The number of homes on the market is down 50% from any point in January 2020. (Zillow chart)

Update: U.S. home sales fell for the 12th straight month, according to new data from the National Association of Realtors released Tuesday. In its own report, Zillow said there were 825,000 homes on the market in January, the second-lowest total on record. The housing inventory is down nearly 50% from any point in January 2020.

According to Redfin, investors bought roughly half as many homes in the fourth quarter as they did during the same period in 2021, resulting in a record year-over-year decline. Overall home purchases declined more than 40% from a year earlier.

Redfin’s 2023 budgeting assumption assumes 4.3 million existing U.S. home sales, down from roughly 5 million in 2022.

“Because of low inventory, we continue to believe that sales volume will be more volatile than home prices,” Kelman said.

The number of homes sold in the U.S. is down more than 30% year-over-year. (Redfin chart)

The companies did call out some signs of optimism. Kelman noted that tour scheduling, a “leading indicator” of market trends, is on the rise. Tour requests experienced a year-over-year decline of 40% in November, whereas in January and February, the decline was around the 20% range.

In a letter to shareholders, Zillow CEO Rich Barton said he’s optimistic about the outlook heading into 2023, citing mortgage rates lowering from their June peak and a “looming backlog of homes under construction,” which will help affordability.

“However, we aren’t out of the woods yet when it comes to the macro economy and how it may affect the real estate industry,” he wrote. “Things continue to be foggy, and we can’t control what the housing market does. What we can control is how we operate our business.”

Both companies have trimmed expenses in response to broader real estate trends, including ending their iBuying businesses and laying off workers.

Kelman said Redfin has shifted to more digital-margin revenue, increased online traffic, and improved its sales force.
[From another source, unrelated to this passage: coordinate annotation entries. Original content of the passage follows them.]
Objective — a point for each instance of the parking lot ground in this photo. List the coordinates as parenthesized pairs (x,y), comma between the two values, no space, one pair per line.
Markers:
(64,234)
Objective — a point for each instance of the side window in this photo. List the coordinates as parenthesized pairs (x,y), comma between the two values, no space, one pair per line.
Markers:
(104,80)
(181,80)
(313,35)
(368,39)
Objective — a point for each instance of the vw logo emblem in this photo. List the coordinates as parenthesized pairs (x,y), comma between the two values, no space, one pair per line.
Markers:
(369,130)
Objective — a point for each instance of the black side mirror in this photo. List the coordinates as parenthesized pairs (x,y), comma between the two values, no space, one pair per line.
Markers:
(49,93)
He said these adjustments will help the company be “very profitable when the housing market recovers.”

Here are other highlights from the Q4 earnings reports.

  • Revenue: Redfin’s full-year revenue was $2.3 billion, up 19% from the year prior. Zillow’s full-year revenue was $2 billion, down 6.2% from the year prior.
  • Zillow’s hiring data: The company is receiving four times as many applicants per job posting compared to 2019, thanks to its flexible work model, Barton said. The company last year boosted stock-based compensation.
  • Geographic trends: Kelman said Seattle’s real estate market is outperforming other states, possibly due to the lack of state income tax. He added that states like California and Oregon are experiencing an outflow of people. Redfin aims to hire more agents in states such as Texas, Georgia and Florida to capitalize on these migration trends.